$\|\cdot \|_p$ is not equivalent to $\|\cdot \|_q$ in $l^p$

Question

To clarify things,

let $\textbf{x}=(x_n) \in l^p$, then:

If $p\geq 1$, $$\| \textbf{x} \|_p=\Bigg(\sum_{n=1}^{\infty} |x_n|^{p}\Bigg)^{1/p}. $$ If $p=\infty$, $$\| \textbf{x} \|_\infty=\sup_{n\geq1} |x_n|. $$

First, note that for $q>p$, $\|\cdot \|_q$ is a well-defined norm on $l^p$.

Now, to show that $\|\cdot \|_p$ is not equivalent to $\|\cdot \|_q$ in $l^p$, I need to come up with counter-examples.


That is, we need to find a sequence of vector $\textbf{v}_n \in l^p$ such that $$\frac{\|\textbf{v}_n \|_p}{\|\textbf{v}_n \|_q} \to \infty \\\ \text{or}\ \\\ \frac{\|\textbf{v}_n \|_q}{\|\textbf{v}_n \|_p} \to \infty,$$




for the following cases:

$\textbf{Case 1}$: $p=1$ and $q=\infty.$

$\textbf{Case 2}$: $1 < p<q<\infty.$

$\textbf{Case 3}$: $1 < p<\infty$ and $q=\infty.$

I'm stuck with it for quite some time now.

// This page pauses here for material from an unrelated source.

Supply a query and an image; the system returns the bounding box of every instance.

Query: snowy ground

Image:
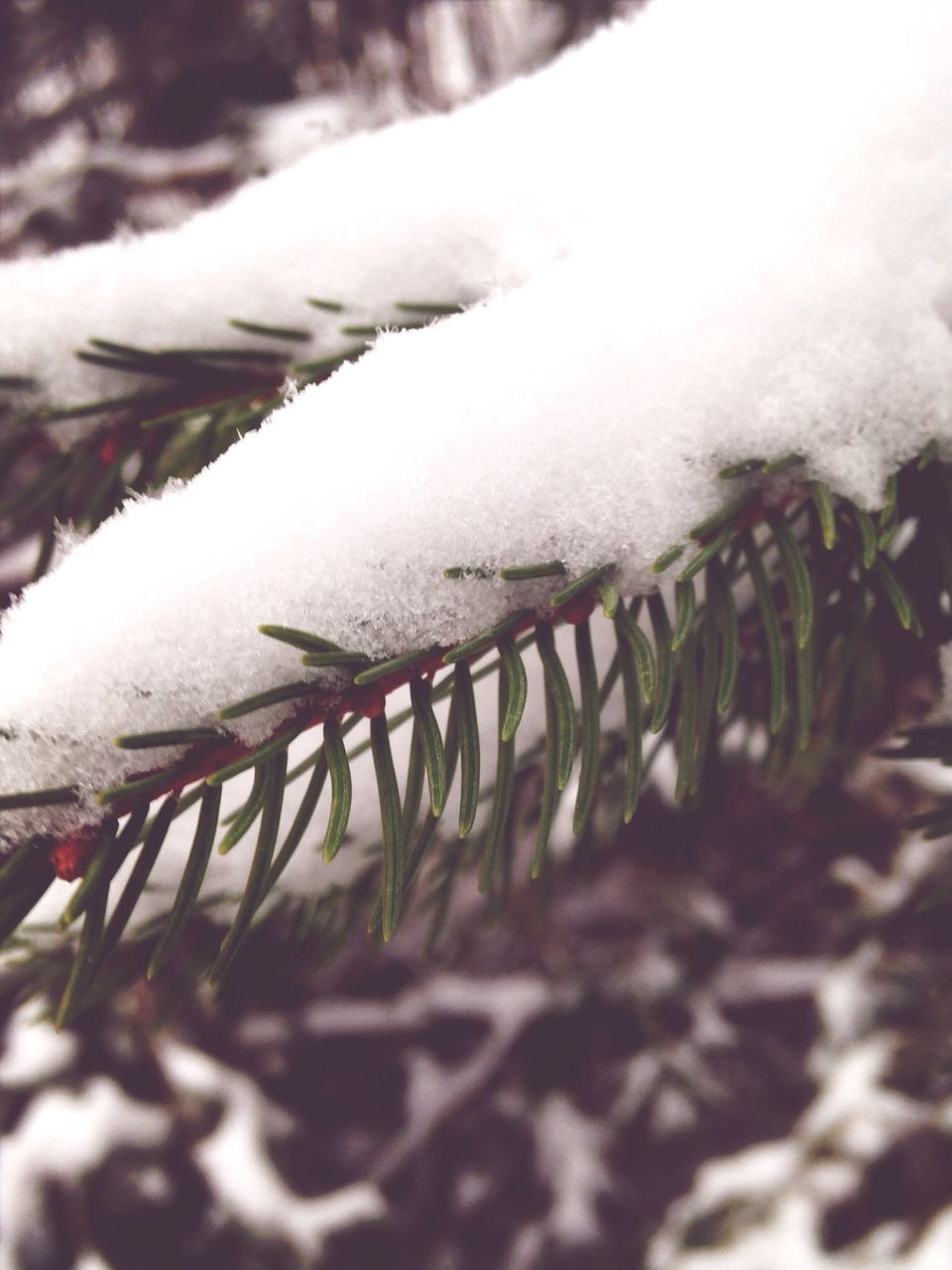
[0,770,952,1270]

I have try to play with it using geometric series but have not succeed yet. Any suggestions?

Edit: Later on I found the answers to my own question so, I decide to put the answer in the Answer below.

Answer 1

These are my answers to the above cases.

$\textbf{Case 1}$: $p=1$ and $q=\infty.$

Let $\textbf{x}_n=(1,1,1,...,1,0,0,...) \in l^1.$ ($1$'s $n$-th times).

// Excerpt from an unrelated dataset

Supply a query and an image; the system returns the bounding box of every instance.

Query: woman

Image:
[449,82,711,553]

Hence, $$\frac{\|\textbf{x}_n \|_1}{\|\textbf{x}_n \|_\infty}=\frac{n}{1} \to \infty.$$

$\textbf{Case 2}$: $1 < p<q<\infty.$

Let $\textbf{x}_n=(1,1,1,...,1,0,0,...) \in l^p.$ ($1$'s $n$-th times).

Hence, $$\frac{\|\textbf{x}_n \|_p}{\|\textbf{x}_n \|_q}=\frac{n^{1/p}}{n^{1/q}}=n^{(p-q)/(pq)} \to \infty.$$

$\textbf{Case 3}$: $1 < p<\infty$ and $q=\infty.$

Let $\textbf{x}_n=(1,1,1,...,1,0,0,...) \in l^p.$ ($1$'s $n$-th times).

Hence, $$\frac{\|\textbf{x}_n \|_p}{\|\textbf{x}_n \|_\infty}=\frac{n^{1/p}}{1} \to \infty.$$

Answer 2

Let $1<p<q<\infty$ be fixed. Since $\frac pq < 1$ we can fix $\varepsilon>0$ small such that $$ (1+\varepsilon)\frac pq \leq 1. \tag{1} $$ Consider the sequence $X = \{ n^{-\frac{1+\varepsilon}{q}} \}_{n=1}^\infty$. Then $X \in l^q$, but $X \notin l^p$ since the series $\sum\limits_{n=1}^\infty \frac{1}{n^{(1+\varepsilon) \frac{p}{q}} }$ diverges in view of the condition $(1)$. Thus $l^p$ and $l^q$ norms are not equivalent.